Of course, as this is being written, film labs are dropping like flies, and the survival of even major film manufacturers is in question. So, by the time you read this, shooting in film may not be a viable option. A very sad thought after such an astonishing history of work.

Fig. 1-43. The digital present looks out over the analog past. (RED)

1. In France and Russia, video was produced in PAL but broadcast in SECAM (Séquentiel Couleur à Mémoire), which has the same frame rate and number of lines.

2. There can also be quality loss when converting between different digital formats.

3. If you think about it, broadcasting half frames to cut bandwidth in half was the original form of video compression.

4. In many formats, like DV, the lower fields are recorded first. See Interlace and Field Order, . 600.

5. Though only half the pixels are seen at once, the resolution isn’t cut in half—it’s slightly better than that (about 70 percent of the full progressive resolution).

6. The term aliasing may also be used to mean any kind of distortion caused by not having enough digital samples to accurately record picture or sound.

7. The eye registers most picture detail in the green part of the color spectrum, and green makes up over 70 percent of the luminance signal.

8. As mentioned on p. 15, in NTSC countries whole number frame rates are used for convenience, but the actual rate is .01 percent slower. So 60 fields per second is really 59.94.

9. Sometimes a codec is a software-only mathematical formula called an algorithm, and sometimes the algorithm resides in a computer chip.
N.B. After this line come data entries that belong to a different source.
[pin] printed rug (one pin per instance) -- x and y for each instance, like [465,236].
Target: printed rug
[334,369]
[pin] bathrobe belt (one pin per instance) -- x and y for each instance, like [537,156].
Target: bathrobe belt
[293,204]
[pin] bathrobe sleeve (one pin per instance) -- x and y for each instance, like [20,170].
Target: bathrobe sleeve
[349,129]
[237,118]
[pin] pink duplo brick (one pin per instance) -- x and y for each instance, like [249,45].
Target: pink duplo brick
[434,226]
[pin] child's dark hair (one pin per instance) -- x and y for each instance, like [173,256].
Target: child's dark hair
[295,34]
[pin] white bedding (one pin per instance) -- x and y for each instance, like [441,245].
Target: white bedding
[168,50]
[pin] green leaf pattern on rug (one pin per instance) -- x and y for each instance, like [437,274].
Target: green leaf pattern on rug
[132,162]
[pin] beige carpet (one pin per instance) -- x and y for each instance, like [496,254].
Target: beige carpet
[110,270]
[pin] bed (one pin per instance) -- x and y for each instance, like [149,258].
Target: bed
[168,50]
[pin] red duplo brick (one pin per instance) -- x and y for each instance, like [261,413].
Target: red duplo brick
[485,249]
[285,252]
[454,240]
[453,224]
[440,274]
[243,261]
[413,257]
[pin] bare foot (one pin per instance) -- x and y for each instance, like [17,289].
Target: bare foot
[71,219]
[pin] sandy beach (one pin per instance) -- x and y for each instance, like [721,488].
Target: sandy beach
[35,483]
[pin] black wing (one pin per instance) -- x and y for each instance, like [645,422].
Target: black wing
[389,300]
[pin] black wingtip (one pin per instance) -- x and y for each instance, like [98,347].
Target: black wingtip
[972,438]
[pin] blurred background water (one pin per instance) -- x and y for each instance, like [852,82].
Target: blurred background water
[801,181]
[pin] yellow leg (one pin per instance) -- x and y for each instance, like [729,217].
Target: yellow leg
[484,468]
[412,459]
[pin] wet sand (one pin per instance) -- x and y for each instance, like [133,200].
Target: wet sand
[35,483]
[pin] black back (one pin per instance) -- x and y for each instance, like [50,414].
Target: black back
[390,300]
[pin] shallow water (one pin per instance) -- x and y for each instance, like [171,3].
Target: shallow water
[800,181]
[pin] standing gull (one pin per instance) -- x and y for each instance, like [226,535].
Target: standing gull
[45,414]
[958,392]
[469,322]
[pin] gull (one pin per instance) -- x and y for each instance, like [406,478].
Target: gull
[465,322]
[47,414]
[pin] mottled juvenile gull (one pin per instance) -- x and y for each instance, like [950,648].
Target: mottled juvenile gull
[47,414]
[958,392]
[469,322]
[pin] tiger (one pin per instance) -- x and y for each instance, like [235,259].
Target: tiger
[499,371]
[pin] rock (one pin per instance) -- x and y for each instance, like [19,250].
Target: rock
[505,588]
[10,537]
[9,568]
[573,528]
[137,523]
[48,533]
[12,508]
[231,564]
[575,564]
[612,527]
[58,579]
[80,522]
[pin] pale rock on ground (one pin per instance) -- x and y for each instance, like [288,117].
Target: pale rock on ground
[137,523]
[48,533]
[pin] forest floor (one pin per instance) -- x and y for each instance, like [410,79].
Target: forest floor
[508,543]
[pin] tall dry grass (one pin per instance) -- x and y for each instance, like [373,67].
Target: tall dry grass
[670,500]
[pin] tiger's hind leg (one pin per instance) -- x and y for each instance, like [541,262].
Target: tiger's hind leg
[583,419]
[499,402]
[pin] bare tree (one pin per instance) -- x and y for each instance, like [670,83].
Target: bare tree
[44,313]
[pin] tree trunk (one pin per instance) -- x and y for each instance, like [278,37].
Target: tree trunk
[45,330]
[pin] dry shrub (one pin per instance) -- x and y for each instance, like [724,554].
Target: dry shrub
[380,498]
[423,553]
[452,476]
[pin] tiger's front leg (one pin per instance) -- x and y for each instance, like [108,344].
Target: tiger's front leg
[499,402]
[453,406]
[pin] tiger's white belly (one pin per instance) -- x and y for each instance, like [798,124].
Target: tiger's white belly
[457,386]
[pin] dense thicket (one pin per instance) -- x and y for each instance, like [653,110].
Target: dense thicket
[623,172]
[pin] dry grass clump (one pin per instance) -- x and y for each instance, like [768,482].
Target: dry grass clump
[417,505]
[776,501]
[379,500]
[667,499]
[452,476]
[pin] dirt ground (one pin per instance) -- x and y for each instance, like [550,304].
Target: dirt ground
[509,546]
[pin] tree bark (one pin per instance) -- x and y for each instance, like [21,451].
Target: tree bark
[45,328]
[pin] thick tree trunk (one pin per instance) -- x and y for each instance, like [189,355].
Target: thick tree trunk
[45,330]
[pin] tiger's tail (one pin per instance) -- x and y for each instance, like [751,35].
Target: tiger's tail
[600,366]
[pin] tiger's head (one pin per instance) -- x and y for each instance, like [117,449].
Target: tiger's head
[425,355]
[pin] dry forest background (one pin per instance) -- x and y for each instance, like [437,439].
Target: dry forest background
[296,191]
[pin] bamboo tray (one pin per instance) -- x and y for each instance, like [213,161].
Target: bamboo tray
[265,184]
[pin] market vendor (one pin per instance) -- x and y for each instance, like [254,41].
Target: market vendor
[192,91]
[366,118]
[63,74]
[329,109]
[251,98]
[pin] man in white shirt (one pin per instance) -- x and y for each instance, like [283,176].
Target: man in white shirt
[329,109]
10. Most people think DV uses a bit rate of 25 Mbps, but this represents only video data. A full DV stream also includes audio, timecode, and other data.

11. These formats record using nonsquare pixels that are expanded to standard square pixels on playback, filling out the 1920 width.

12. ITU-R 601 video, used for conventional NTSC broadcast, is 720 x 486.

13. It is possible to put an HD video file on a DVD, but not for playback in a typical DVD player.

14. Not all nonlinear editing systems are set up to digitize analog material.

15. This is comparing 35mm Academy frame to regular 16mm. Standard 1.85 aspect ratio 35mm film exposes about 9 square inches each second.